Healthcare systems are encouraged to allow women to view and download their personal health records via electronic health record portals [47]. While leveraging such systems can support access to and personalization of care, our results support that women prefer verbal rather than written communications about their breast cancer risk [35, 37]. Combining written with verbal communication by clinicians has shown to be associated with greater awareness of one’s individual risk and greater adherence to guideline recommended care [48]. Yet, tailoring and communicating breast cancer risk to each women’s abilities and preferences can present significant challenges for clinicians and organizations, particularly in an era of increasing work volumes. Moreover, a recent study found that tailoring risk presentation formats to women’s preferences does not necessarily translate to improvements in risk comprehension [49]. Further research is needed to explore the feasibility, workflow challenges, and most effective formats for improving risk comprehension while aligning with women’s preferences [50].

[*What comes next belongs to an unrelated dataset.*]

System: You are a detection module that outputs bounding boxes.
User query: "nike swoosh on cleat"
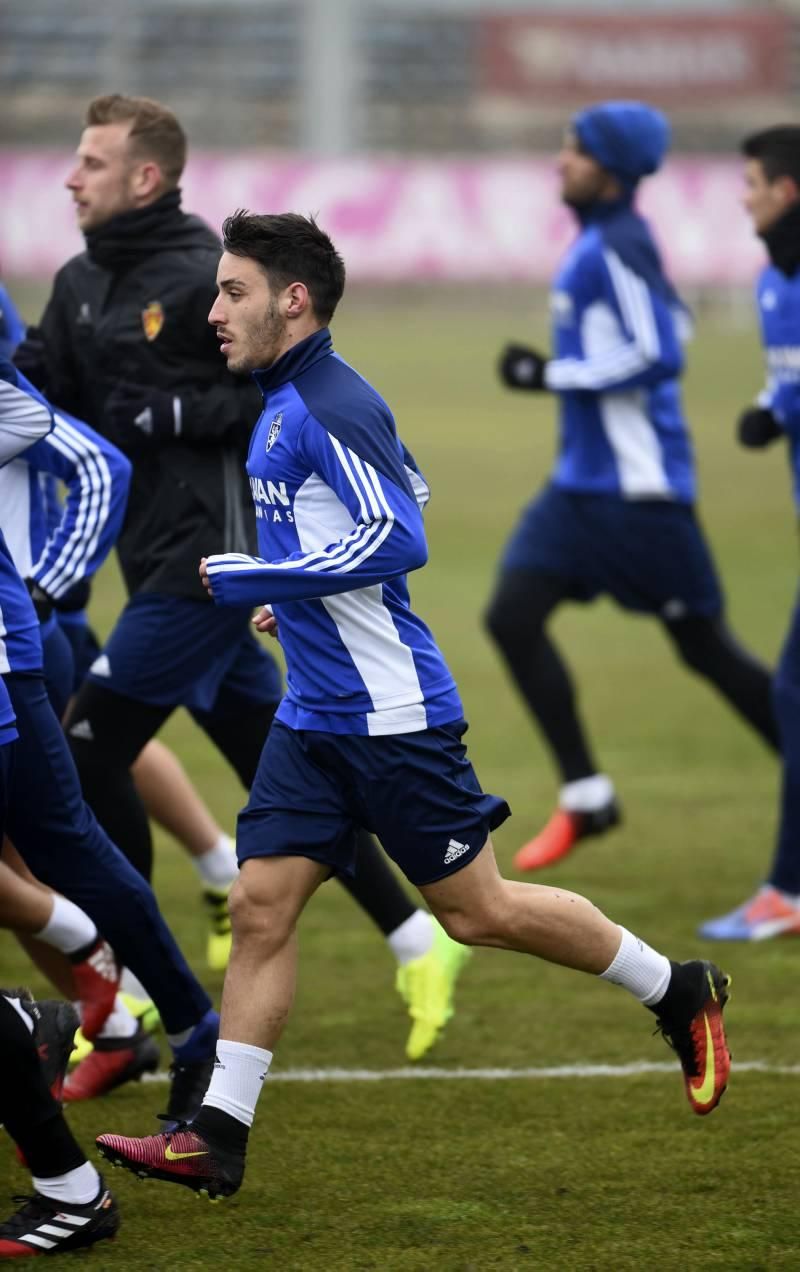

This study has limitations. The cross-sectional nature of our study limits our ability to determine temporal causality of factors influencing interest and preferences for risk communication. Our study population was also limited to a single academic imaging center serving predominately educated, non-Hispanic, White women, thus limiting our ability to generalize findings to other settings. Despite the relative homogeneity of our sample, our large sample size allowed for detecting differences in interest and risk communication preferences by sociodemographic and clinical factors, critical for hypothesis generation. Specifically, we were able to detect lower levels of interest among women identifying as “more than one race or other race”, emphasizing the need for future studies to understand experiences and preferences of diverse populations. It is also important to note that the level of interest and preferences for knowing exact risk estimates may be overestimations since all women were recruited at the time of their screening mammogram and women demonstrating high levels of routine screening mammography. Future studies should assess acceptability of BCRA, including interest and willingness, among populations who lack access to or have not initiated screening, but may benefit from risk assessment and earlier screening.

Conclusion

Risk assessment at the time of mammography screening has the potential to reach a wide audience, but ineffective risk communication may continue to undermine effective implementation and uptake of guideline recommended care. Our study adds to the growing empirical literature demonstrating that women are interested in and prefer to receive detailed breast cancer risk estimates verbally, though these preferences may differ by sociodemographic characteristics [35, 37]. These findings suggest that clinicians and organizations implementing risk assessment as part of routine mammography screening carefully consider methods for incorporating women’s communication preferences as part of an integrated, standardized workflow [15]. While combining written with verbal communication by clinicians was shown to be associated with greater awareness of one’s individual risk and greater adherence to supplemental MRI screening [48], presenting and discussing risk alone may not improve uptake of guideline recommended care [50, 51]. Providing risk information in conjunction with education on how to reduce risk has shown promising results [52], but education does not address other barriers that hinder uptake of recommended care including psychological distress, cost, transportation, and time [34, 53]. To this end, more research is needed to identify effective approaches to risk communication that also improve uptake on guideline recommended care. Additionally, our findings emphasize the need for more research to understand interest and preferences for risk communication among racially/ethnically diverse populations under the age of 40 who are not eligible for routine mammography screening but should undergo risk assessment in primary care settings.